For many developers, there is increasing interest in technologies like Docker’s Containers as an enablement software for cloud and service applications.  I’m hearing it from some of the developers I work with.  While VMware has been enormously strong with traditional applications (client/server), cloud applications are built in a fundamentally different way, utilizing small services and instances across many hosts to form an application.  Since there are many instances, it can be a lot of small instances to manage.  These small services don’t require an entire operating system to function and Containers allows for the base OS to be shared with many isolated containers running application services.  While the concept is form of virtualization, it doesn’t offer many of the features that vSphere offers, like portability between hosts and recovery from hardware failure.

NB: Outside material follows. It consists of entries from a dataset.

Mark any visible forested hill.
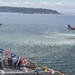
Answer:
[0,6,60,14]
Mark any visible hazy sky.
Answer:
[0,0,75,13]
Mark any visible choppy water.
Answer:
[0,13,75,75]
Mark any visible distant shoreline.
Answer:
[0,6,60,14]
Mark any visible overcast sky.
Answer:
[0,0,75,13]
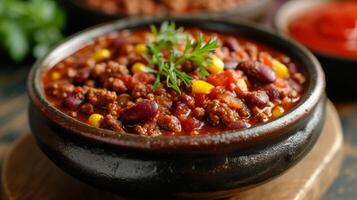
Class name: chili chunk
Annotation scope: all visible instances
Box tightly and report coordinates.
[43,22,305,136]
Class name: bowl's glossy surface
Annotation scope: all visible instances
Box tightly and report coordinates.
[274,0,357,99]
[28,18,325,195]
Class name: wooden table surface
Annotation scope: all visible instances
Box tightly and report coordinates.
[0,0,357,200]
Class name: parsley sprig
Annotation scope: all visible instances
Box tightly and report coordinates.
[147,22,218,92]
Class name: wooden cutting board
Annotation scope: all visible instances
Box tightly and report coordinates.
[2,103,343,200]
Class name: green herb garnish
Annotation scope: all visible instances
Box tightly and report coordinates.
[0,0,65,62]
[147,22,218,92]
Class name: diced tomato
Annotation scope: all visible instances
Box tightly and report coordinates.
[162,49,169,59]
[120,75,135,89]
[181,117,200,133]
[207,70,238,88]
[173,103,191,120]
[193,94,207,107]
[133,73,155,84]
[259,52,273,66]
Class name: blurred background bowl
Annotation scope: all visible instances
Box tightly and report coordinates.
[273,0,357,100]
[57,0,274,33]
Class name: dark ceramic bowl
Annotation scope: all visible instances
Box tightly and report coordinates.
[28,18,325,197]
[274,0,357,100]
[57,0,273,32]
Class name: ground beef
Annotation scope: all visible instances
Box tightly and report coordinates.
[193,107,206,119]
[206,100,239,126]
[80,103,94,115]
[87,88,117,107]
[46,81,75,99]
[103,115,124,132]
[157,115,181,132]
[43,25,306,136]
[104,77,128,93]
[134,122,161,136]
[131,83,152,98]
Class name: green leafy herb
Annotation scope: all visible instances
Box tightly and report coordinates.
[148,22,218,92]
[0,0,65,62]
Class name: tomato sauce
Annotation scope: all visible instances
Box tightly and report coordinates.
[288,1,357,58]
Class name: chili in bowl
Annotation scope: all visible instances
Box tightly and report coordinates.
[29,18,325,198]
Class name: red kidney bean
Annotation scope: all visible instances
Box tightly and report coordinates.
[223,37,239,51]
[262,85,281,101]
[181,117,200,133]
[73,68,90,85]
[238,61,276,83]
[63,92,84,110]
[289,79,302,92]
[226,120,251,130]
[224,60,238,69]
[120,100,159,125]
[287,63,298,74]
[245,91,269,108]
[173,103,191,119]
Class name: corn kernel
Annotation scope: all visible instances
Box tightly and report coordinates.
[237,78,248,92]
[192,80,214,94]
[51,72,62,81]
[93,49,110,62]
[88,113,104,128]
[272,59,289,78]
[131,62,146,73]
[207,56,224,74]
[272,106,284,118]
[134,44,146,53]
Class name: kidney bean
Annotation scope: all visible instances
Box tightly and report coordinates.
[120,100,159,125]
[287,63,298,74]
[63,92,84,110]
[245,91,269,108]
[223,37,239,51]
[262,85,281,100]
[289,79,302,92]
[181,117,200,133]
[238,61,276,83]
[73,68,90,85]
[226,120,250,130]
[224,60,238,69]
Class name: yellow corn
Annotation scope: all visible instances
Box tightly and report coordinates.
[192,80,214,94]
[272,106,284,118]
[88,113,104,128]
[237,78,248,92]
[93,49,110,62]
[134,43,146,54]
[51,72,62,81]
[272,59,289,78]
[207,56,224,74]
[131,62,146,73]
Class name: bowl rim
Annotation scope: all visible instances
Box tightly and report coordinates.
[27,17,325,153]
[61,0,273,17]
[273,0,357,63]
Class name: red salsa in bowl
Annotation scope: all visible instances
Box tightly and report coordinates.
[288,1,357,59]
[43,22,305,136]
[80,0,254,16]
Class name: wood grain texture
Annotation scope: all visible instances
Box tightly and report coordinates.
[2,103,342,200]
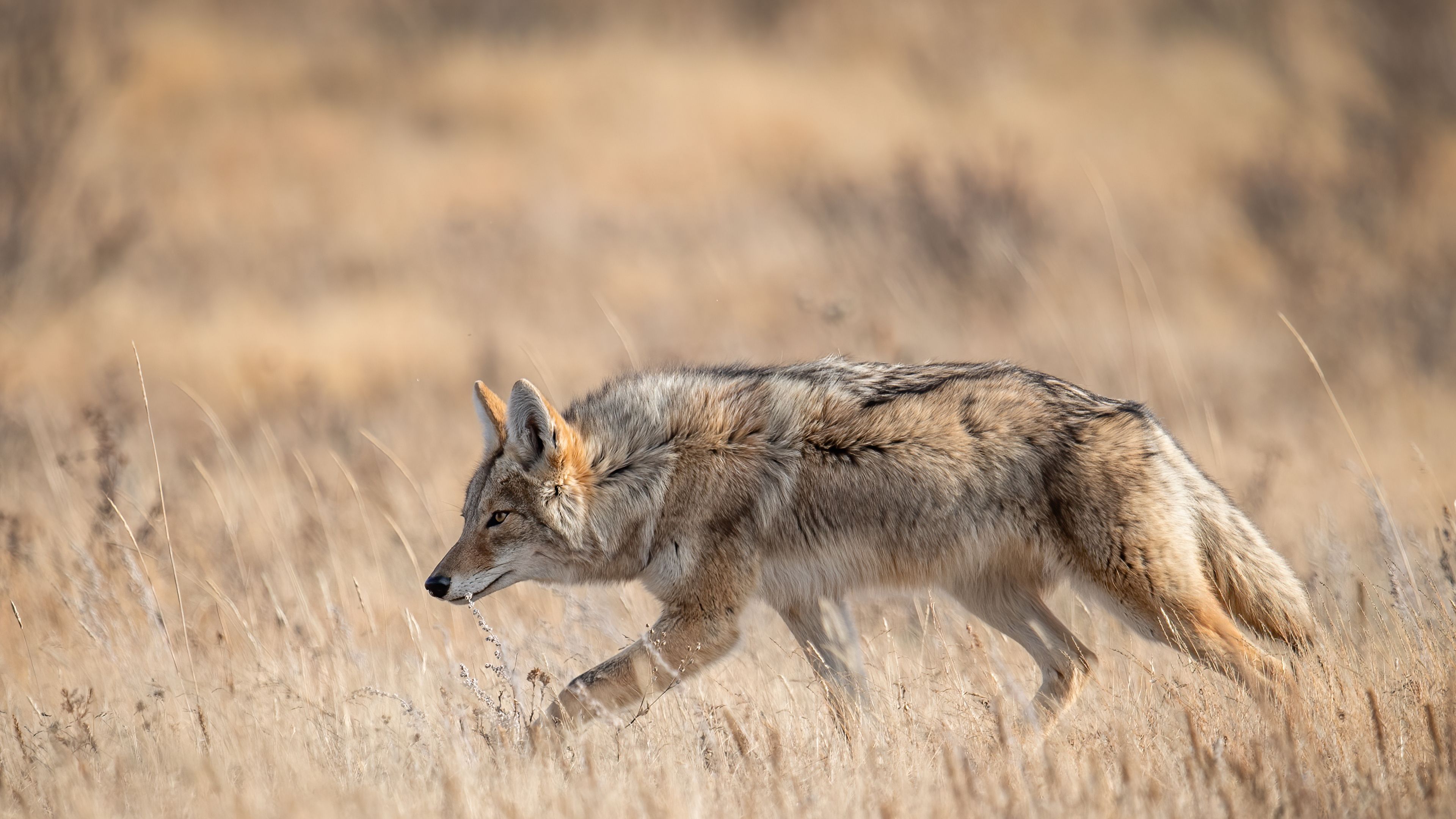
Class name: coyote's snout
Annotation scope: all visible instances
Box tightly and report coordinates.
[425,358,1313,724]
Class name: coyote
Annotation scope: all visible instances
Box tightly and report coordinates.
[425,357,1313,727]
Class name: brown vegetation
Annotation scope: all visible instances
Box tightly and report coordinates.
[0,0,1456,816]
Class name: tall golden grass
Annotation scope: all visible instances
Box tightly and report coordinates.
[0,0,1456,816]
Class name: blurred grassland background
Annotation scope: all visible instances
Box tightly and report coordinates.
[0,0,1456,816]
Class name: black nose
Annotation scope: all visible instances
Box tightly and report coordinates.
[425,574,450,598]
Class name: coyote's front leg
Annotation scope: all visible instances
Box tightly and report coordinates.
[546,606,741,729]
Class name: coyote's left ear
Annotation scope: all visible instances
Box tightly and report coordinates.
[505,379,572,466]
[475,380,505,455]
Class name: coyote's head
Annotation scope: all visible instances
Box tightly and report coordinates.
[425,379,591,603]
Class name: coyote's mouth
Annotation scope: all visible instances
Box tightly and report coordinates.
[450,568,515,606]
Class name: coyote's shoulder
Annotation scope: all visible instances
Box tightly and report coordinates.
[428,358,1312,720]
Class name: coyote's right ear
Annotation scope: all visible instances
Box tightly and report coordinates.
[507,379,566,466]
[475,380,505,455]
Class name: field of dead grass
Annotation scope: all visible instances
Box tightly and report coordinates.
[0,0,1456,817]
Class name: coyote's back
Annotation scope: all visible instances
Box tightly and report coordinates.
[431,358,1312,720]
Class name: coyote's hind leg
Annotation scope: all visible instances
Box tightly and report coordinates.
[951,579,1097,727]
[778,599,865,701]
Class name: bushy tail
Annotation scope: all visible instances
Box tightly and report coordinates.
[1198,493,1315,650]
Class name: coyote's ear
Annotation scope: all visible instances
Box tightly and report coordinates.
[505,379,566,466]
[475,380,505,455]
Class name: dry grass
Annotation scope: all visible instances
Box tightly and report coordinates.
[0,0,1456,816]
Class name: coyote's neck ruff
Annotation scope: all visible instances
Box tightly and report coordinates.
[425,358,1312,724]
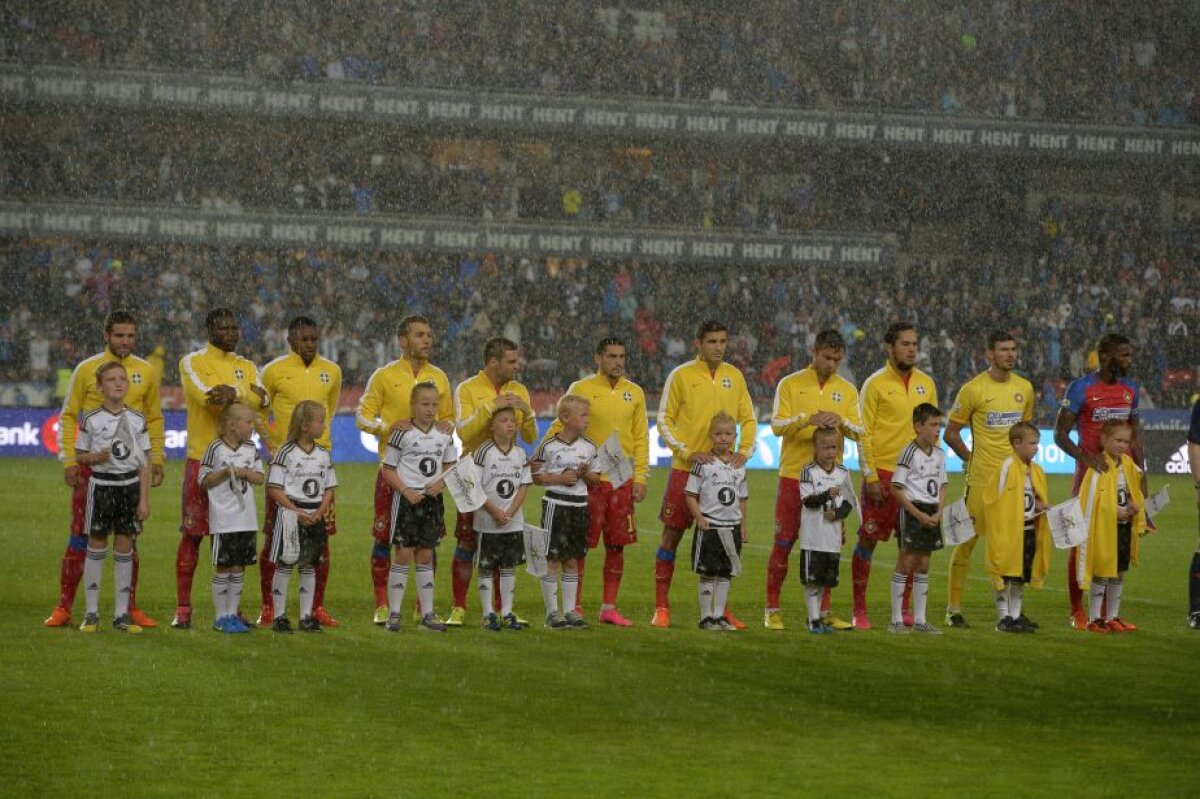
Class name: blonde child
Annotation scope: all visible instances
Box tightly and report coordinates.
[472,408,533,632]
[380,383,457,632]
[800,427,853,635]
[533,394,600,630]
[266,400,337,633]
[76,361,150,632]
[197,401,263,632]
[1078,420,1146,633]
[684,410,749,630]
[983,422,1051,633]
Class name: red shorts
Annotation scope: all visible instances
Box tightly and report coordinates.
[588,480,637,549]
[371,469,394,546]
[858,469,900,541]
[775,477,800,542]
[454,507,475,552]
[263,494,337,537]
[179,458,209,535]
[71,467,91,535]
[659,469,691,530]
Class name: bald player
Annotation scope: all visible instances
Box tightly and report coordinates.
[650,319,758,629]
[43,311,166,627]
[258,317,342,627]
[851,322,937,630]
[446,337,538,626]
[946,330,1033,627]
[544,337,650,627]
[763,330,866,630]
[354,314,454,624]
[170,308,270,630]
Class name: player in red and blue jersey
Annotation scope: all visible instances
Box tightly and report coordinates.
[1054,334,1146,630]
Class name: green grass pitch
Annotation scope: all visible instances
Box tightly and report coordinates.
[0,459,1200,797]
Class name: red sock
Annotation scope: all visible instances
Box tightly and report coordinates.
[450,553,472,611]
[258,533,275,607]
[604,547,625,607]
[850,551,871,613]
[767,542,791,609]
[130,543,142,611]
[312,539,333,608]
[175,535,204,607]
[654,553,674,607]
[59,536,88,611]
[369,552,391,607]
[1067,547,1084,615]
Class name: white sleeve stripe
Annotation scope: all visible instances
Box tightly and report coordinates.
[656,366,688,450]
[181,350,211,394]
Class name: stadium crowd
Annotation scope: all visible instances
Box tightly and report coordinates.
[0,193,1200,415]
[0,114,974,239]
[0,0,1200,126]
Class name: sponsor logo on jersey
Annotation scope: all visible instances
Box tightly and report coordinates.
[1092,408,1130,421]
[984,410,1021,429]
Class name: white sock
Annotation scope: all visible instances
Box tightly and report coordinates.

What’s more, Docker is more than just partitioning a Linux machine. Â Docker is an orchestration and packaging layer for the application. Â This type of enablement software is critical to deploying applications at cloud scale and Docker has developed an elegant and useful orchestration layer around its containers. Â It eases the issues that developers face with configuring application software on every instance or server that they run, with updating and deploying the application across multiple instances. Â Docker delivers on the write once and run anywhere concept.
Best of Both Worlds
The point is that vSphere VM’s bring isolation, security and compliance to the table and Docker doesn’t address these directly.  However, Docker hits a major use and need of application packaging and deployment for developers.  Marry the two together and you have a great solution that hits IT administration’s need for compliance and security and developers needs for deploying applications.  While you can run Docker on physical hardware, I along with many other administrators would be very reluctant to go back to managing physical hardware.  vSphere brought massive amounts of consolidation and ease of management that administrators would be reluctant to give up, particularly in small to medium businesses.  Bringing in new technologies like NSX can also offer powerful, policy based network compliance that hasn’t previously been available in a physical or virtual environment.  vSphere also brought a lot of operational advantages, in higher density, better power utilization, reduction in space and cooling needs.
I remember when the light bulb went off for me about cloud applications and the fundamental differences between them and the traditional applications vSphere virtualized in the past.  Cloud applications require completely new architecture, new code, and orchestration.  The power of the cloud is all about repeatability, distribution of load, replication of data, and scale.  The orchestration and deployment layer is critical in this model but has a promise of easy of management, security and compliance for distributed applications.  Docker seems like a great solution for this real problem.  And, every software requires patching to stay secure, so a solid orchestration and deployment framework is critical when you begin to scale out applications.
VMware goes on to tout all of the extensibility of vCloud Suite, the hybrid cloud and its vCloud Air service as advantages offering portability of Docker enabled applications wherever the customer wants.
Kit Colbert posted a great blog “Containers without Compromise” on the VMware CTO Blog site with a lot of additional detail.